In the weeks since the Supreme Court’s ruling, we’ve seen a first wave of polling trying to gauge where voters’ priorities now lie, and what that might mean for the upcoming elections. Early results suggest that concerns about abortion and women’s rights have surged, with Democrats’ attention particularly drawn to the issue. At the same time, they find the majority of voters’ focus has so far remained elsewhere.
What voters care about, and how those priorities influence their decisions, is too complicated to be fully captured in a single poll question. The degree to which voters personally care about an issue is different from the question of whether that issue will be decisive in an election, either by motivating someone to vote when they wouldn’t have otherwise, or by convincing them to vote for a different candidate than they would have otherwise. But comparing the answers to different questions can provide a broader, more nuanced, picture.

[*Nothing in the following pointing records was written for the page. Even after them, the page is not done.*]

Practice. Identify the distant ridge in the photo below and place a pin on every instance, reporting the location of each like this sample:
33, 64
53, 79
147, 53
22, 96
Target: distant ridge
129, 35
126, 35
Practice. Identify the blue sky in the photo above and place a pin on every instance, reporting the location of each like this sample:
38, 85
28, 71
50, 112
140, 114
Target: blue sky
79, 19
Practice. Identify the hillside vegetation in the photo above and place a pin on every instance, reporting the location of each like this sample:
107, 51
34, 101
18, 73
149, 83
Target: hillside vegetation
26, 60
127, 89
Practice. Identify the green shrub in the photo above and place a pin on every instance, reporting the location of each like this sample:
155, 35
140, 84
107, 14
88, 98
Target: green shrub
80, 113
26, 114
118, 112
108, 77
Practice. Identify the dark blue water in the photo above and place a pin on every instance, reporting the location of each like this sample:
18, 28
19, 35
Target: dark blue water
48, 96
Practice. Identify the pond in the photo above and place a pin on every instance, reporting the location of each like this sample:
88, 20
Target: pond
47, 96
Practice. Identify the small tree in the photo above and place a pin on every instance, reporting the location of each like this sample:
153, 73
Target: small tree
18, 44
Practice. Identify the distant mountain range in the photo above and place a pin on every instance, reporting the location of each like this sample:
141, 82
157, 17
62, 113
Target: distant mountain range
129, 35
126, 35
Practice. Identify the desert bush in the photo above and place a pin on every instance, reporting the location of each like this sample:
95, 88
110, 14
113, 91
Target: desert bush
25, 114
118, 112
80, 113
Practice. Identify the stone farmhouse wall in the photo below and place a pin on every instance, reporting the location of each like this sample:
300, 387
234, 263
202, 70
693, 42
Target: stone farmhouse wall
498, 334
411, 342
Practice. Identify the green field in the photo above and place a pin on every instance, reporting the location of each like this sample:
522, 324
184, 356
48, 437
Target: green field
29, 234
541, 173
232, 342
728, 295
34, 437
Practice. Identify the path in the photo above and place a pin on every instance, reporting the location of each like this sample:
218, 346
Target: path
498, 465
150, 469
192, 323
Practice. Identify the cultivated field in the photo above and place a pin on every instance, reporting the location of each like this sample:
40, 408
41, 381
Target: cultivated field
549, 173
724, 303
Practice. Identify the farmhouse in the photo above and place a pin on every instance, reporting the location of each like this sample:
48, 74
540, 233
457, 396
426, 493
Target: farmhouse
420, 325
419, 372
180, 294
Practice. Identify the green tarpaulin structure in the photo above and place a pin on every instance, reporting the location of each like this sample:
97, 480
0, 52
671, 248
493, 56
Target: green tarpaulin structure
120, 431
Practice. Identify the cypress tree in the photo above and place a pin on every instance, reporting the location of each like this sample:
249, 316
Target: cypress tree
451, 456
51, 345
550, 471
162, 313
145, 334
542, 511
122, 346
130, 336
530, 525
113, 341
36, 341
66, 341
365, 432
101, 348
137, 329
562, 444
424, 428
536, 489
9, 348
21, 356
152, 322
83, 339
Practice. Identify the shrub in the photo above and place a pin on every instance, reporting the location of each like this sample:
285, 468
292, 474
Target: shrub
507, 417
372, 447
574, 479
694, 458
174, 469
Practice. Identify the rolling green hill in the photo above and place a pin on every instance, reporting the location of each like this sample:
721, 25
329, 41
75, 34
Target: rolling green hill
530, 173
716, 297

Here’s a look at several ways pollsters ask about election issues, what they can — and can’t — tell us about public opinion, and what some early data might suggest about how the aftermath of the Roe decision has played out so far.

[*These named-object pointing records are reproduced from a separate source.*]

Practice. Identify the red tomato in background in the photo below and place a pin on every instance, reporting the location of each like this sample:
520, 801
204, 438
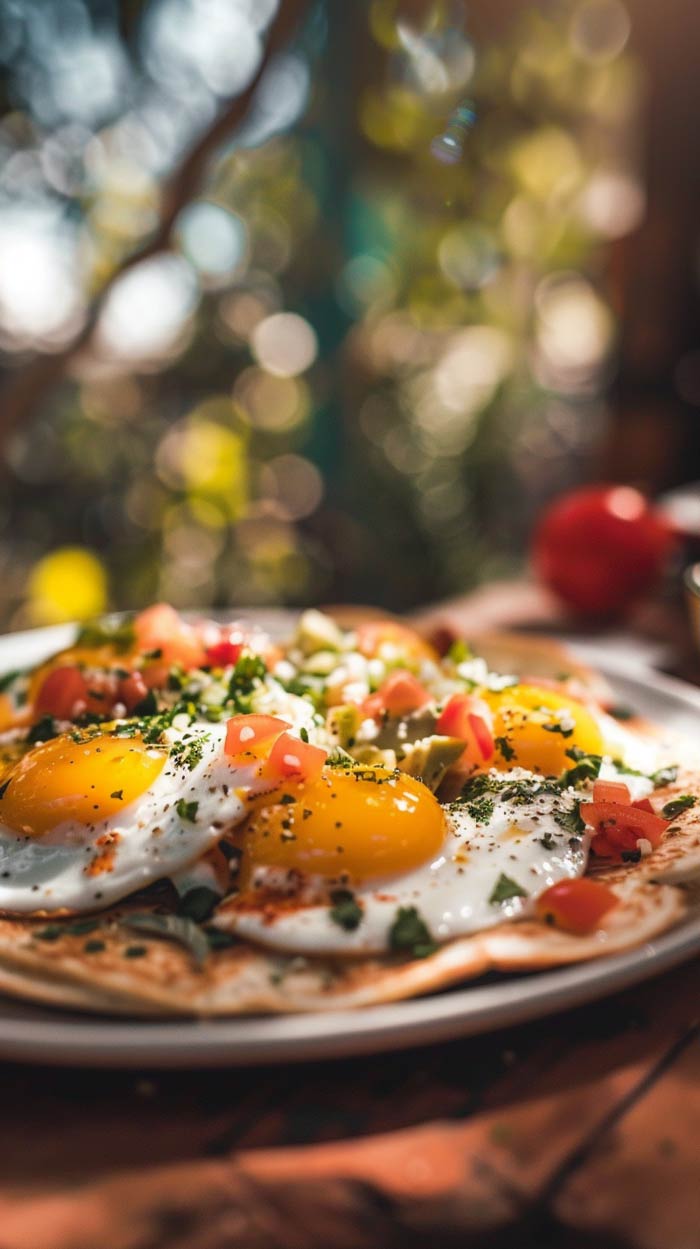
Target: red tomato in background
599, 548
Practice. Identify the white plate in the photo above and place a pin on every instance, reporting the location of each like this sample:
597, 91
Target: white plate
35, 1034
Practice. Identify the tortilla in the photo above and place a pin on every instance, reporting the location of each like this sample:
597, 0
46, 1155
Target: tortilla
116, 971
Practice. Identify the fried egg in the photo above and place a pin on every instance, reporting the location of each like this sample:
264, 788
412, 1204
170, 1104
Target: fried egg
536, 728
385, 837
85, 819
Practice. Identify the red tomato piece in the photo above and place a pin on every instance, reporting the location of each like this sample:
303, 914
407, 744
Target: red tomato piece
246, 735
469, 718
295, 760
224, 653
621, 827
63, 693
161, 628
601, 547
576, 906
400, 693
611, 791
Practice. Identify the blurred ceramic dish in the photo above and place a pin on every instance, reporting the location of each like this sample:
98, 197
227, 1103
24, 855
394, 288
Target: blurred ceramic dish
36, 1034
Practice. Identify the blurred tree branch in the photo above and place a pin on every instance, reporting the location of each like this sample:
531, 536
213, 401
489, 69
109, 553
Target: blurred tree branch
30, 384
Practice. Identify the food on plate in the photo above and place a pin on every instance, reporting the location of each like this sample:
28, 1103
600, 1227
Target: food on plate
200, 818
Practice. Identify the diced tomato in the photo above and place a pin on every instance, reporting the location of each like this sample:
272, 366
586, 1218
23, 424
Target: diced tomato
131, 691
470, 718
398, 696
251, 735
378, 637
576, 906
611, 791
295, 760
63, 693
619, 827
161, 628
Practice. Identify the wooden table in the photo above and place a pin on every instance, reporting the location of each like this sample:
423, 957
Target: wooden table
578, 1130
581, 1129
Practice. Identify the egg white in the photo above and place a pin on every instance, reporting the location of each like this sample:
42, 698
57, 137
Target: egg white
453, 893
50, 872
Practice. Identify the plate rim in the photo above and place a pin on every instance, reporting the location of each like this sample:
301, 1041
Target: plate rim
48, 1036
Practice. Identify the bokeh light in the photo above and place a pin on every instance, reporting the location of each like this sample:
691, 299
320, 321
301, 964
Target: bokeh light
380, 331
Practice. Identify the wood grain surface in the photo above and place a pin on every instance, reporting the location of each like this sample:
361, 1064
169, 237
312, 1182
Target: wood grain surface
580, 1129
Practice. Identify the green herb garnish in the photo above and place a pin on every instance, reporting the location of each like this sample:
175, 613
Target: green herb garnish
199, 903
505, 748
345, 911
673, 808
108, 632
505, 888
186, 809
409, 933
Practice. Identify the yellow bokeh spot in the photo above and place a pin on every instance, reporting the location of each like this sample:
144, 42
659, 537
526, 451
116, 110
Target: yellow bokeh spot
548, 162
214, 464
68, 585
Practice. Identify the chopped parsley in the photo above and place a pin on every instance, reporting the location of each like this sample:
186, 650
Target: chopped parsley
199, 903
570, 819
673, 808
459, 651
249, 672
345, 911
9, 678
409, 933
186, 809
148, 706
620, 711
505, 888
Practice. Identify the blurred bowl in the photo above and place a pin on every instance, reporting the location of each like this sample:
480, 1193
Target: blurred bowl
691, 581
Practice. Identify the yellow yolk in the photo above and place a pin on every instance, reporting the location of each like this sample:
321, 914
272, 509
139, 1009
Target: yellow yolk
538, 727
84, 782
9, 716
363, 823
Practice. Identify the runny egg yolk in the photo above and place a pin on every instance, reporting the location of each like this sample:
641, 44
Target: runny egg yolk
534, 728
83, 782
361, 823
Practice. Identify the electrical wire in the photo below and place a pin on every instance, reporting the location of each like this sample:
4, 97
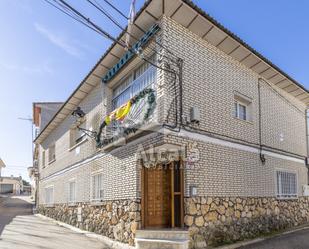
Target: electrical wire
140, 28
105, 13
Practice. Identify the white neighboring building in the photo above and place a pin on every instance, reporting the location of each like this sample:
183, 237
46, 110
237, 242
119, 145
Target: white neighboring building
11, 185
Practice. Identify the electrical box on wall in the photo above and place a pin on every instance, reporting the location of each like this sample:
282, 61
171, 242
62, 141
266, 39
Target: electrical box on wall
195, 115
306, 190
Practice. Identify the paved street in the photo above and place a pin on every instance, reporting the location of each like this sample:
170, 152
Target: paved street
19, 229
294, 240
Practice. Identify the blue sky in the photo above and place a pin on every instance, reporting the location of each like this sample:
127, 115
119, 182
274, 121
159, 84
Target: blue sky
44, 55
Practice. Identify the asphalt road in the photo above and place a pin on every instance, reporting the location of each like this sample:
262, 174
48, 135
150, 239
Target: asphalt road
20, 229
294, 240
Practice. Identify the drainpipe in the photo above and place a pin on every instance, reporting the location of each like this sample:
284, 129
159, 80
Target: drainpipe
262, 157
307, 144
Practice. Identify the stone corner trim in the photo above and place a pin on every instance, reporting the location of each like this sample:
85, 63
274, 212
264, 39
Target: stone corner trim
216, 220
117, 220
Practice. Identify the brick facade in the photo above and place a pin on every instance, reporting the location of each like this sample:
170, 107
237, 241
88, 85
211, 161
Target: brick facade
229, 164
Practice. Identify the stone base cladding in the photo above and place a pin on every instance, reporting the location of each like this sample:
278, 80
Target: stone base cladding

THE QUESTION: Issue importance (for instance “How important is this issue to you?” or “How important is this issue to your vote?”)
The question can also expose meaningful divides or trends on an issue, revealing, for instance, that people who support a policy care much more about it than those who oppose it do, or that the share of people who care deeply about a topic has risen sharply in a short period of time.

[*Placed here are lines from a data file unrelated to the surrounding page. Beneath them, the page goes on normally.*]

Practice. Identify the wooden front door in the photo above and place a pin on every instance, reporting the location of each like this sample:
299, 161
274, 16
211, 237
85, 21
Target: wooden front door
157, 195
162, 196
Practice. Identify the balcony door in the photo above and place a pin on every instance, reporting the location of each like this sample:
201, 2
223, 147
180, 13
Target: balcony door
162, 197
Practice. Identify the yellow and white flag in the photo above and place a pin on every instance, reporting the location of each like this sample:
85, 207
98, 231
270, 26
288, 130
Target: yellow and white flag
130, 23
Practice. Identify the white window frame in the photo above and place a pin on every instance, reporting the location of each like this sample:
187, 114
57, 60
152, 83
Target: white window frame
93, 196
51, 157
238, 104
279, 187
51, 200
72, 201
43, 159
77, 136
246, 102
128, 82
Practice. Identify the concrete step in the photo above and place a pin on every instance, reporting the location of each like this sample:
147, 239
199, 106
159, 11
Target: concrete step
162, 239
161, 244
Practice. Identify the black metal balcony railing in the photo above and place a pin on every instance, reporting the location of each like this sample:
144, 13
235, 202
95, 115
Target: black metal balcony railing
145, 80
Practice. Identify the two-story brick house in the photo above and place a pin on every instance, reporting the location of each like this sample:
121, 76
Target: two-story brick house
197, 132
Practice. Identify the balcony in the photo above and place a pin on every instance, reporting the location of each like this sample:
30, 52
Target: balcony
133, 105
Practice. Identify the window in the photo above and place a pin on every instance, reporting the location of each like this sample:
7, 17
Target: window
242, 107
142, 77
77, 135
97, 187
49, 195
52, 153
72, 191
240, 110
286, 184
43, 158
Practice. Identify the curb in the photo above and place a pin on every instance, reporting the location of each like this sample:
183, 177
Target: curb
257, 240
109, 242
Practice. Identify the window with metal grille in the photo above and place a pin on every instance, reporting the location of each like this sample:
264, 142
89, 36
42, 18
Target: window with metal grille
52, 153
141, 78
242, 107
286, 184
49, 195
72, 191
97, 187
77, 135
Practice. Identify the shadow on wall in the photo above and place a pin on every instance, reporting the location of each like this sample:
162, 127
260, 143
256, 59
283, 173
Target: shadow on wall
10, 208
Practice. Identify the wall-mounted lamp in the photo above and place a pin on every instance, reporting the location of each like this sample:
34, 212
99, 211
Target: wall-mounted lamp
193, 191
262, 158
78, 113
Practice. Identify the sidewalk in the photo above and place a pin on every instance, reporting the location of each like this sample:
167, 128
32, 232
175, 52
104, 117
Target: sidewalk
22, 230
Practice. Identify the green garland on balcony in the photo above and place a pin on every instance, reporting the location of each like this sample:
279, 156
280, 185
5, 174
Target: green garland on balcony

As Gallup’s Lydia Saad and Megan Brenan noted, “The importance of gun policy and abortion to vote choice are by far the highest on record and may now be even higher given the events that transpired after the poll was completed.”
THE QUESTION: Top issue (for instance “Which of these issues are most important to you?” or “Which issues will be most important to your vote?”)
What it can tell us: Forcing people to choose which issues are at the top of their minds might be something of an artificial constraint — plenty of people care about multiple facets of American politics — but it also helps to give a sharper sense of where voters’ priorities lie at the time of the survey, and how they vary between blocs. Responses to this question also frequently reflect which issues campaigns are choosing to prioritize, and the extent to which those efforts are resonating with the public.
Even fewer voters, however, call abortion their No. 1 concern. In the New York Times/Siena poll, just 5% of registered voters name abortion or women’s rights as the single most important problem facing the country, ranking it behind the economy (20%), inflation (15%), democracy and political divisions (11%) and gun policies (10%).
THE QUESTION: Litmus test (for instance “Thinking about how this issue might affect your vote for major offices, would you only vote for a candidate who shares your views, consider a candidate’s position as just one of many important factors when voting, or not see it as a major issue?”)
It’s worth taking a closer look at which Republicans and Democrats now consider abortion a pivotal issue. In data provided by PRRI, the share of Americans viewing abortion as a litmus test was highest among those whose views were aligned with their party: 46% of Democrats who generally favor legal abortion and 39% among Republicans who generally oppose it, compared with just 16% among the Republican supporters of abortion rights. (There are too few anti-abortion Democrats to examine those numbers separately in the survey.) Among political independents, similar shares of abortion rights supporters (26%) and opponents (23%) say they’d only vote for a candidate who shared their views on the issue.
THE QUESTION: Relative likelihood of voting (for instance “Does the news about this issue make you more or less likely to vote in the upcoming election?”)
What it tells us: While the litmus test question aims to capture how likely people are to base their vote solely on a particular issue, this question attempts to gauge how the latest news about an issue might affect people’s likelihood of turning out to vote at all.
Unfortunately, it’s not a simple or intuitive question. To answer it literally, respondents would have to work through a series of complicated mental math: remembering how likely they’d previously thought they were to vote, considering the impact of the news on their motivation level, and calculating the relative difference (“before, there was only a 76% chance that I’d vote, but now it’s 83% at least!”)
That disparity is a good reason to take those answers with a grain of salt. But it is worth noting that in both questions, Democrats were significantly likelier than Republicans to say the issue increased their chances of voting. That doesn’t necessarily predict much about turnout, but it’s yet another sign that this issue is one that’s resonating far more strongly among Democrats.